# Plant ID please.



## Tahuboy (Sep 20, 2013)

Hi everyone could someone please help me identiy what plant i have in my tank? Originally i had bought it under the description of pennywort but something tells me it may not be. Just wanted to make sure.
thanks


----------



## TorontoPlantMan (Aug 16, 2013)

Yeah looks about right, looks like it came from some bad conditions though. Lot's of yellowing going on. Do you use any ferts?


----------



## Tahuboy (Sep 20, 2013)

Thanks for confirmation. No ferts yet just flourish once a week. It's in a holding tank until i clean and setup the big gal again. I've cleaned it up since the pic and seen lots of new growth coming out in less than a week which us promising.


----------



## TorontoPlantMan (Aug 16, 2013)

Tahuboy said:


> Thanks for confirmation. No ferts yet just flourish once a week. It's in a holding tank until i clean and setup the big gal again. I've cleaned it up since the pic and seen lots of new growth coming out in less than a week which us promising.


No problem. And oh nice that's good then, hopefully it comes back nice !


----------



## coldmantis (Apr 5, 2010)

It looks nothing like pennywort. Looks more like unhealthy Bacopa Caroliniana. Your leafs are curling(macro defiency), your leafs are a little yellow(micro defuency). Did you get this from a LFS, it looks like it was dipped in chemicals which is common practice to get rid of disease, snails, algae etc.. probably dipped in bleach, Hydrogen peroxide, or Potassium Permanganate.

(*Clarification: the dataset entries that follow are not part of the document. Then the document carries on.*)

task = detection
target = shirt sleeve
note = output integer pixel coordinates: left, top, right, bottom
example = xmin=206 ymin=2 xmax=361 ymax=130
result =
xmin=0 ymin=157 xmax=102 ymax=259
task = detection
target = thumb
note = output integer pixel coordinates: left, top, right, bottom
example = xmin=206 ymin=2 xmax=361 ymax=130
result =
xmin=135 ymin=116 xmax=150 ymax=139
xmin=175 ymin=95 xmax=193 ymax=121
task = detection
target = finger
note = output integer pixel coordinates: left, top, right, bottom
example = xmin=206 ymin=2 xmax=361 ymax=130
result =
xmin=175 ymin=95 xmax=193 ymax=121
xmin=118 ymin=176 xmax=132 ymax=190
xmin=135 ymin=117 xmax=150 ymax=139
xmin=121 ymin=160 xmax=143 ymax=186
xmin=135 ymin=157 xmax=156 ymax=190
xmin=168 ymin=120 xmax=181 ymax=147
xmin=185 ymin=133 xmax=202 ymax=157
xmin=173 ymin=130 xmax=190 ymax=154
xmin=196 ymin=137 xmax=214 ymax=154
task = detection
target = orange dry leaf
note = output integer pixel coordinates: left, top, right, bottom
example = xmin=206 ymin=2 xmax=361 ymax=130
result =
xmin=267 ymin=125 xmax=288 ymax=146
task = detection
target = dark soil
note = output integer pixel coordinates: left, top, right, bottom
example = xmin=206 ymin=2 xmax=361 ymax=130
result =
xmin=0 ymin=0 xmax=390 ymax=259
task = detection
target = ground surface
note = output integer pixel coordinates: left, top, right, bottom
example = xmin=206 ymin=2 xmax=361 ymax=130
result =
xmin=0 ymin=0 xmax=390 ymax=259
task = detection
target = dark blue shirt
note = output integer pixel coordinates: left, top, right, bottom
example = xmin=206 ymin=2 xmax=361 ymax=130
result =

Sent from my Nexus 7 using Tapatalk 4


----------



## Tahuboy (Sep 20, 2013)

coldmantis said:


> It looks nothing like pennywort. Looks more like unhealthy Bacopa Caroliniana. Your leafs are curling(macro defiency), your leafs are a little yellow(micro defuency). Did you get this from a LFS, it looks like it was dipped in chemicals which is common practice to get rid of disease, snails, algae etc.. probably dipped in bleach, Hydrogen peroxide, or Potassium Permanganate.
> 
> Sent from my Nexus 7 using Tapatalk 4


Yea it was pretty sad looking in that pic it's doing a lot better now. I know i'm missing some macro love, after cleaning it up and seeing leaf growth formation i believe it is a pennywort. It's already out growing the water level in this small tank, can't wait to setup the bigger 10 gal and see it go to the top!


----------



## coldmantis (Apr 5, 2010)

Tahuboy said:


> Yea it was pretty sad looking in that pic it's doing a lot better now. I know i'm missing some macro love, after cleaning it up and seeing leaf growth formation i believe it is a pennywort. It's already out growing the water level in this small tank, can't wait to setup the bigger 10 gal and see it go to the top!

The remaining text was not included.